La menace d’une pandémie mondiale augmente alors que le nouveau coronavirus se propage rapidement à travers le monde, de l’Asie à l’Europe, au Moyen-Orient et aux Etats-Unis et au Canada, ont déclaré le 9 mars des responsables de l’Organisation mondiale de la santé.

« Maintenant que le virus est présent dans de nombreux pays, la menace d’une pandémie est devenue très réelle », a déclaré le directeur général de l’OMS, le Dr Tedros Adhanom Ghebreyesus, lors d’une conférence téléphonique depuis le siège de l’organisation à Genève.

Alors que le virus ralentit en Chine, où il est originaire de décembre, il s’accélère dans d’autres parties du monde, se propageant dans plus de 100 pays avec plus de 111 000 cas confirmés de COVID-19. La Corée du sud a le nombre de cas le plus important avec 7513 cas d’infections et 54 morts, suivie de près par l’Italie (463 morts et plus de 9.000 cas) et l’Iran (6.566 cas et 194 morts).

Les responsables de l’OMS n’ont pas annoncé de pandémie mondiale, indiquant qu’ils allaient faire une déclaration prochainement, même si la Chine et Singapour semblent avoir réussi à contenir la propagation dans leurs pays.

« Lorsque vous atteignez 100 pays et que vous atteignez 100 000 cas, il est temps de prendre du recul et de penser, il y a deux semaines, que c’était 30 pays », a déclaré le Dr Mike Ryan, directeur exécutif du programme d’urgence de l’OMS.

Le Dr Tedros a déclaré que seuls quelques pays « ont des signes de transmission communautaire soutenue », ajoutant qu’il est encore trop tôt pour que les dirigeants mondiaux abandonnent.

Il a dit que 70% des plus de 80 000 cas confirmés en Chine se sont rétablis et sortis de l’hôpital, affirmant que l’épidémie pourrait y prendre fin. « La Chine maîtrise son épidémie », a-t-il assuré.

Alors que la Chine semble être en voie de guérison, le Dr Mike Ryan a déclaré que la maladie n’avait pas «suivi son cours» dans d’autres pays. En fait, « certains pays importent juste leurs premiers cas », comme la Suède, qui vient d’annoncer ce 10 mars son premier cas confirmé d’infection.

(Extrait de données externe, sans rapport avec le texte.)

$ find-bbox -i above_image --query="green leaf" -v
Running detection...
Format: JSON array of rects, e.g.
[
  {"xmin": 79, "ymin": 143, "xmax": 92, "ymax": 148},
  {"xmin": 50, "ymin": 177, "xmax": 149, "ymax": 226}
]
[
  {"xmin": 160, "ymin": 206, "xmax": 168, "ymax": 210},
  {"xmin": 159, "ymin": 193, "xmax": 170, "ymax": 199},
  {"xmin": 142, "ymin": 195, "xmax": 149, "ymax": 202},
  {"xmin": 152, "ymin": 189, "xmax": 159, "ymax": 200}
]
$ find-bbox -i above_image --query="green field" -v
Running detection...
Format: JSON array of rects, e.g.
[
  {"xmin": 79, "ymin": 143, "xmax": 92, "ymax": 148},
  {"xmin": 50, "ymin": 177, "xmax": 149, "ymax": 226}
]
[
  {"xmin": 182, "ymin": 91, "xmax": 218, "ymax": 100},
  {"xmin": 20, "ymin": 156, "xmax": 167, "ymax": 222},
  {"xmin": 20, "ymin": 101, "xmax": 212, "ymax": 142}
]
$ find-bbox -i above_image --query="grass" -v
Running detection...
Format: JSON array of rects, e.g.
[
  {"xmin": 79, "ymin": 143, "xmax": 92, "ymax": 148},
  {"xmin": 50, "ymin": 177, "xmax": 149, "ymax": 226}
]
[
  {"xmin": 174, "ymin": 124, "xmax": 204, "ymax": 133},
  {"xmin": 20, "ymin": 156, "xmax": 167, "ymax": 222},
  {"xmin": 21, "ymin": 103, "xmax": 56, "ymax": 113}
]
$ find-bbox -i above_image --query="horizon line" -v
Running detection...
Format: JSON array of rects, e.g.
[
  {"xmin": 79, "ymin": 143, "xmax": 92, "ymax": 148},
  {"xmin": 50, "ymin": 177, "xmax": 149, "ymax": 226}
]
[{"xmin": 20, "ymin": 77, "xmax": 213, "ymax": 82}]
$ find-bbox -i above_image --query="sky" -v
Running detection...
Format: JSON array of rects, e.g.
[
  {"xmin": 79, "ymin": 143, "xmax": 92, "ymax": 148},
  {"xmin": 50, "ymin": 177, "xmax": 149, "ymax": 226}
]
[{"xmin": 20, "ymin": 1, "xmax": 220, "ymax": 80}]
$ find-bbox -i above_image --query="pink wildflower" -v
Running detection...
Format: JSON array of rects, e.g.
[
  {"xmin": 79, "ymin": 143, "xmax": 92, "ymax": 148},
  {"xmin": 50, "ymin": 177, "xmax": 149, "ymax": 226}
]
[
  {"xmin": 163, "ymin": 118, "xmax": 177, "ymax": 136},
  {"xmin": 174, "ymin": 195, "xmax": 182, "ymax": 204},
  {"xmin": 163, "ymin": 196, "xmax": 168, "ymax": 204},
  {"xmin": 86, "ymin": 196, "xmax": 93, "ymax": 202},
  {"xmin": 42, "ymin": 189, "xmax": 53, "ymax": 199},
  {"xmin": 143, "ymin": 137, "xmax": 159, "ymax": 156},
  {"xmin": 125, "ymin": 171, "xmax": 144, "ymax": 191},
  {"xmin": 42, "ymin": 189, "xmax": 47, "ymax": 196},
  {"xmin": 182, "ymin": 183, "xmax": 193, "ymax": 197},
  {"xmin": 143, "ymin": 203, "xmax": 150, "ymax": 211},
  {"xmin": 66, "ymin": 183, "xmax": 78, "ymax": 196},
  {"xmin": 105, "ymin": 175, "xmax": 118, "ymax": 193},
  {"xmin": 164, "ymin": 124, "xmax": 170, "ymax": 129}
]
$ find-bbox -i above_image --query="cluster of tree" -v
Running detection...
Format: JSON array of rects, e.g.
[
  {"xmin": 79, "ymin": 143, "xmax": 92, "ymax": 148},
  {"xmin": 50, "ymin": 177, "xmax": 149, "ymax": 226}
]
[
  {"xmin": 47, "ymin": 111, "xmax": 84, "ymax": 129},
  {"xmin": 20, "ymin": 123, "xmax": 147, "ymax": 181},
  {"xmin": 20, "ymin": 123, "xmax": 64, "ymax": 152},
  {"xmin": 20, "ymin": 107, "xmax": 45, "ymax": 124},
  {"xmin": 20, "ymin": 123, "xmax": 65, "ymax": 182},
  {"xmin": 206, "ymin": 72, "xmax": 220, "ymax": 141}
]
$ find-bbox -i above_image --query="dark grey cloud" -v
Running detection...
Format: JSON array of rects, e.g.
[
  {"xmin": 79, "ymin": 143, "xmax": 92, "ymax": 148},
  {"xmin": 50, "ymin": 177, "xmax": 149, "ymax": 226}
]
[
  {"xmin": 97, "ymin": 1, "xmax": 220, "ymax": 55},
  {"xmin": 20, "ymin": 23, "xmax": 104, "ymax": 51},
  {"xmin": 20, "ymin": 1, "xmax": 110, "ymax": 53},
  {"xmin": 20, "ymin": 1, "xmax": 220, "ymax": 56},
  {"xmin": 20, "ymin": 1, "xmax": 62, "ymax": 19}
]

« Nous sommes encore très bien dans le cycle ascendant de cette épidémie, et il reste encore un certain nombre de kilomètres à parcourir » a déclaré Ryan. Les responsables de l’OMS ont déclaré que certains pays ont pu ralentir, voire arrêter, la transmission, comme Singapour.

Ces derniers ont souligné que le fait qu’un pays contrôle ou non une épidémie dépend de la rapidité et de la mesure dans laquelle les dirigeants mondiaux font pour contenir la propagation dans leurs pays respectifs.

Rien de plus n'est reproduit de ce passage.